Q: “What can condo associations do to stop large gatherings?”
July 28, 2020
Answered by Adam Kahn
Large gatherings in condo buildings are problematic because they pose a potential risk of spreading coronavirus. Mayor Lightfoot has sought to address this issue for Chicago condominiums by imposing an additional restriction effective at 12:01 a.m. on Friday, July 24, 2020, that “Residential property managers will be asked to limit guest entry to five per unit to avoid indoor gatherings and parties.” (link here). While enforcement of this new restriction may prove difficult, linked is a list of practical strategies for limiting large gatherings in condo buildings:
- Adopt Temporary Policies or Rules to Limit Guests. Temporary policies or rules can be adopted by the condo board to restrict the number of guests permitted in a unit and in any common element amenities such as sun decks. Condo boards can adopt a policy via board vote at a board meeting. Adopting a rule requires a few extra steps (a unit owner’s meeting to discuss the proposed rule, which requires 10-30 days written notice and formal vote at a board meeting to adopt the rule after the unit owner’s meeting).

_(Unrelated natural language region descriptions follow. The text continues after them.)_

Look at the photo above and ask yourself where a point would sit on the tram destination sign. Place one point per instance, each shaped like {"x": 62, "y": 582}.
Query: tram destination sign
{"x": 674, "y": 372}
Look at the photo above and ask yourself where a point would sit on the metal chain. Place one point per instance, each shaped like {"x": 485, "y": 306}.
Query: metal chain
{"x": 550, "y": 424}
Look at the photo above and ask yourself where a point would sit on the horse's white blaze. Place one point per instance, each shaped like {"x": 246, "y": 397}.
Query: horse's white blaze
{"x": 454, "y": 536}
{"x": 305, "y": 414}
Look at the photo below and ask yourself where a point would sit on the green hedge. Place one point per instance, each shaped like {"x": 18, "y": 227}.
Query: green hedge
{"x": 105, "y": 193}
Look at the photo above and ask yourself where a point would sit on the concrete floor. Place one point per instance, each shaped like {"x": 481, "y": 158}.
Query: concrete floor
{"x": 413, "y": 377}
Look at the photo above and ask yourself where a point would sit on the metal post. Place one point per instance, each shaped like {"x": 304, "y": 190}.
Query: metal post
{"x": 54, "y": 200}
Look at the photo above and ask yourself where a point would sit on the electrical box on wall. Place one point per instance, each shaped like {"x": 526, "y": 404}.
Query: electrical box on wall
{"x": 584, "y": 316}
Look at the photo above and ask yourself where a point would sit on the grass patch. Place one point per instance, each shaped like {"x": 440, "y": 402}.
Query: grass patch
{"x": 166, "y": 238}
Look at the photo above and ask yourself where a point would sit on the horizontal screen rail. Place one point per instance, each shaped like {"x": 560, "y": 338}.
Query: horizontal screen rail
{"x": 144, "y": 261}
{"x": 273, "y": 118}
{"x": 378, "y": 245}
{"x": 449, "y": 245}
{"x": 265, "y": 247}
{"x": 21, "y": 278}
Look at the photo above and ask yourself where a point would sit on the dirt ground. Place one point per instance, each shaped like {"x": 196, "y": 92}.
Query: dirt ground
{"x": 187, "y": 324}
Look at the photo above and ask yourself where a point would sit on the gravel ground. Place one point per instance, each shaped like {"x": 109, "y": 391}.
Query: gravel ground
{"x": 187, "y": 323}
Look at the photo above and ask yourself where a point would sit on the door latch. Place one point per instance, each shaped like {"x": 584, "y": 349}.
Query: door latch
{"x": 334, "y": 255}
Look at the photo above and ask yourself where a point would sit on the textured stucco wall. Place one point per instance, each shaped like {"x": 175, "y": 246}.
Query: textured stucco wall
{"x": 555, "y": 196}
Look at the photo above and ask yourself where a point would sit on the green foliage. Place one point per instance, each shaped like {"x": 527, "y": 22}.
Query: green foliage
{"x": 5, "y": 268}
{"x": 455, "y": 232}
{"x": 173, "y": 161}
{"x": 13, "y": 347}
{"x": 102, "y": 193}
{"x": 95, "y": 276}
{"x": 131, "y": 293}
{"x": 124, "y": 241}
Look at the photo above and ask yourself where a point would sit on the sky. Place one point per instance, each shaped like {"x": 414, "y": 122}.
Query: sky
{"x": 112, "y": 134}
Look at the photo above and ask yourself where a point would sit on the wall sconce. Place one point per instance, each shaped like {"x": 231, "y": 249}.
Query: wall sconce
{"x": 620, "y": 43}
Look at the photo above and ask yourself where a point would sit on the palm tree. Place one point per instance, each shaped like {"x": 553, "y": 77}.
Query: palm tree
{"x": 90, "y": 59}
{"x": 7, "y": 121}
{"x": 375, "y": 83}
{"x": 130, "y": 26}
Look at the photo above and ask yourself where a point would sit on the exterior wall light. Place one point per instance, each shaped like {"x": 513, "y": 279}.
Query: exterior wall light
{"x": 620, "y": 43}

- Limit Gatherings in Common Element Amenities. Temporarily close or limit the number of persons in common element gathering spaces such as hospitality or party rooms. We recommend requiring that common element gathering spaces be reserved in advance to help limit traffic. Click here for relevant considerations and recommendations for reopening common element amenities during Phase IV.
- Notify Residents of Restrictions. The board or management (if professionally managed) should circulate correspondence to all residents and post signs regarding any temporary policies or rules and the directive from Mayor Lightfoot (for Chicago condominiums).
- Send Reminders, as Needed. Verbal or written reminders from the board or management (if any), as needed, are recommended to ensure compliance.
- Document Violations. Any violation of temporary policies or rules limiting guests should be documented in written complaints submitted to the board or management to determine the appropriate next step.
- Remedies for Enforcement. The board may seek to impose available remedies under applicable law and the governing documents such as fines or injunctive action. The association’s legal counsel should be contacted to determine appropriate next steps and available remedies for violations.